Tutti i rischi per Joe Biden

Chiaramente in un anno possono cambiare molte cose. Allo stato attuale la corsa alla Casa Bianca è ricca di incognite. Un discorso che vale sia per Biden che per Trump. Sul primo incombe il fattore dell'età: dovesse essere rieletto diventerebbe il presidente più anziano di sempre. Ma non solo. Pesa la capacità di ricostruire la coalizione di elettori che lo spinse nel 2020, di convincere i segmenti dell'elettorato più giovane e demotivato. Nelle ultime tornate elettorali la capacità di mobilitare la propria base è diventata l'elemento fondamentale tra vittoria e sconfitta. Il numero di indecisi da convincere è sempre meno.

In questa fase gli elettori dem sono i meno motivati, molti potrebbero disertare le urne. Al contrario il fronte repubblicano potrebbe mobilitare un numero maggiore di elettori. Ma anche su questo pesa l'incognita Trump. Se è vero che le citazioni in giudizio lo hanno rinforzato, non è detto che una condanna o altre rivelazioni avrebbero lo stesso risultato, più di qualche elettore, soprattutto tra gli indipendenti potrebbe tornare a votare Biden.
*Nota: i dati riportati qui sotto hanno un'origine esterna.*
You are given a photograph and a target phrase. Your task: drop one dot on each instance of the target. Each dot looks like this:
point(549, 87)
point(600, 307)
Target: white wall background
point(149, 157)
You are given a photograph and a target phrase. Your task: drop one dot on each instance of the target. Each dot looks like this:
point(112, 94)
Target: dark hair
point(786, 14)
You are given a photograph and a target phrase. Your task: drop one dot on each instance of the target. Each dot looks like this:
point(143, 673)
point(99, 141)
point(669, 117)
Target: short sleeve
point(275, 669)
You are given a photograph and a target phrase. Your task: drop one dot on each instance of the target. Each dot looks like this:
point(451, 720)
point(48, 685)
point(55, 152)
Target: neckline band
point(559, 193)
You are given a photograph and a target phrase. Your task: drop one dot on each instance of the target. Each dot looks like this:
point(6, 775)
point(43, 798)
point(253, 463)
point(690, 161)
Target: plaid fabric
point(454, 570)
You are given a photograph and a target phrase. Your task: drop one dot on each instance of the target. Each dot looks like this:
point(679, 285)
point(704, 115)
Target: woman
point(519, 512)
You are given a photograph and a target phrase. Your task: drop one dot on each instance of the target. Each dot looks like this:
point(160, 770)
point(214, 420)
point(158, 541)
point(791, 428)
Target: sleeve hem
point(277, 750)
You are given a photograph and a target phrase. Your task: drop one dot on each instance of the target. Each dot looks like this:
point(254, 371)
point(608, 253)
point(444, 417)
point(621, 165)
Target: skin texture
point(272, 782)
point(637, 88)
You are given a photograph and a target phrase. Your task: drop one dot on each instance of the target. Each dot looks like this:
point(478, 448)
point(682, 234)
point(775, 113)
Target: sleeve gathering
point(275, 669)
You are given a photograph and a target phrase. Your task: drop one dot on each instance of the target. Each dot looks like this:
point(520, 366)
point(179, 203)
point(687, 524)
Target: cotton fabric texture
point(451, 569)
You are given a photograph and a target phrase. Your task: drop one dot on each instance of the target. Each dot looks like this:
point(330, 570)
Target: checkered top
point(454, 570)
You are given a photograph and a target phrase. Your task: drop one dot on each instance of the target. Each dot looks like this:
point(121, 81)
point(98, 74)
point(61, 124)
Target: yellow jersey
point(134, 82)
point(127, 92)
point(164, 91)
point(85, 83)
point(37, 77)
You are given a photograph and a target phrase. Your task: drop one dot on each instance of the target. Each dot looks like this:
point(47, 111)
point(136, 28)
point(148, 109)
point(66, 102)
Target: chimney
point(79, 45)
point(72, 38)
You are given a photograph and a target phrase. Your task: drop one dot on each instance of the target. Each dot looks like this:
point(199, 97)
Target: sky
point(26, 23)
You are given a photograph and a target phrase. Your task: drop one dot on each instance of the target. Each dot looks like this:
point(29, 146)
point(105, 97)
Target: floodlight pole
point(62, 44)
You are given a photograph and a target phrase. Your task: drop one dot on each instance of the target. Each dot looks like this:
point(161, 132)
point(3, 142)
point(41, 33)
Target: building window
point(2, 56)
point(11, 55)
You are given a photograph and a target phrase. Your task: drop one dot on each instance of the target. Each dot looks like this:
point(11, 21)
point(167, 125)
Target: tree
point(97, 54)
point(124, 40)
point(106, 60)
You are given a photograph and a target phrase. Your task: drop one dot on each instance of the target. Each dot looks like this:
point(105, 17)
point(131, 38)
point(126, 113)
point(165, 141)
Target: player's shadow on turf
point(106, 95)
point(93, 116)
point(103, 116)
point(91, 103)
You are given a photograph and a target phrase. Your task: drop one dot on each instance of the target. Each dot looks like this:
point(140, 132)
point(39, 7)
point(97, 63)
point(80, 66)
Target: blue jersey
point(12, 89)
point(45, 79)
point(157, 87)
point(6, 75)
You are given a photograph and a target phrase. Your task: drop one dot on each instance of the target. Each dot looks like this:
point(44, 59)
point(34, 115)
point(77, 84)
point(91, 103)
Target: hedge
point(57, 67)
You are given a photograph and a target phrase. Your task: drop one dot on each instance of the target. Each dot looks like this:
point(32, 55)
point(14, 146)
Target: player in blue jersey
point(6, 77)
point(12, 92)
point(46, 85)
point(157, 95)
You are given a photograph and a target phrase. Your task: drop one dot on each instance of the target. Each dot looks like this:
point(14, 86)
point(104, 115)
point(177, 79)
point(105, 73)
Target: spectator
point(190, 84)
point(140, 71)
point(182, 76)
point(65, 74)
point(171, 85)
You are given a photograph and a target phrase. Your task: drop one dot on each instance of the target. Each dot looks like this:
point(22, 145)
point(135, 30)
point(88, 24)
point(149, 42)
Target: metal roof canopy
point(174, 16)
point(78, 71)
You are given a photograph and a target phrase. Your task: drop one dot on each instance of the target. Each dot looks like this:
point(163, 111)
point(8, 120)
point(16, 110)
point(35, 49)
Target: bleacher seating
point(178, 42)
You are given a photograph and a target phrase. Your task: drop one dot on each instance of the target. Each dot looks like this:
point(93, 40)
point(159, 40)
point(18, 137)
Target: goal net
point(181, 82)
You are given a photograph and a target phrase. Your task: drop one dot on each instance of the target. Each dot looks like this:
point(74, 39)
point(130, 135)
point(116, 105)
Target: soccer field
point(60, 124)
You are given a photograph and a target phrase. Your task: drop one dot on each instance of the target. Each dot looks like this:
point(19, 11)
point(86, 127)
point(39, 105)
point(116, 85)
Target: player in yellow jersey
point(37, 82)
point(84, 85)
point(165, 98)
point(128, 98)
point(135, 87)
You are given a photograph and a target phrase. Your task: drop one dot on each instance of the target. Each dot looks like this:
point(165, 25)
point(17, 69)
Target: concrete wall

L'unica sicurezza è che sarà una delle campagne più costose di sempre. I dati della Commissione elettorale federale indicano che già oggi, a un anno dal voto, Biden ha speso 24,8 milioni di dollari mentre Trump ne ha spesi 23. Intanto il presidente ha sorpassato il suo probabile avversario in un campo: la raccolta fondi. Secondo fonti della campagna di Biden, nel terzo trimestre dell'anno il comitato per la rielezione ha raccolto 71 milioni di dollari. Tutti i gruppi per la raccolta fondi hanno detto che ora il comitato dispone di un portafoglio di oltre 90 milioni di dollari, molti dei quali, dicono, arrivati da donazioni sotto i 200 dollari.

Nello stesso periodo Trump ne avrebbe raccolti "solo" 45,5. Per alcuni questo è un segno di forza, per altri un indicatore che i finanziatori temono per il destino di Biden e quindi lo spingono coi finanziamenti. I prossimi mesi stabiliranno chi ha davvero ragione.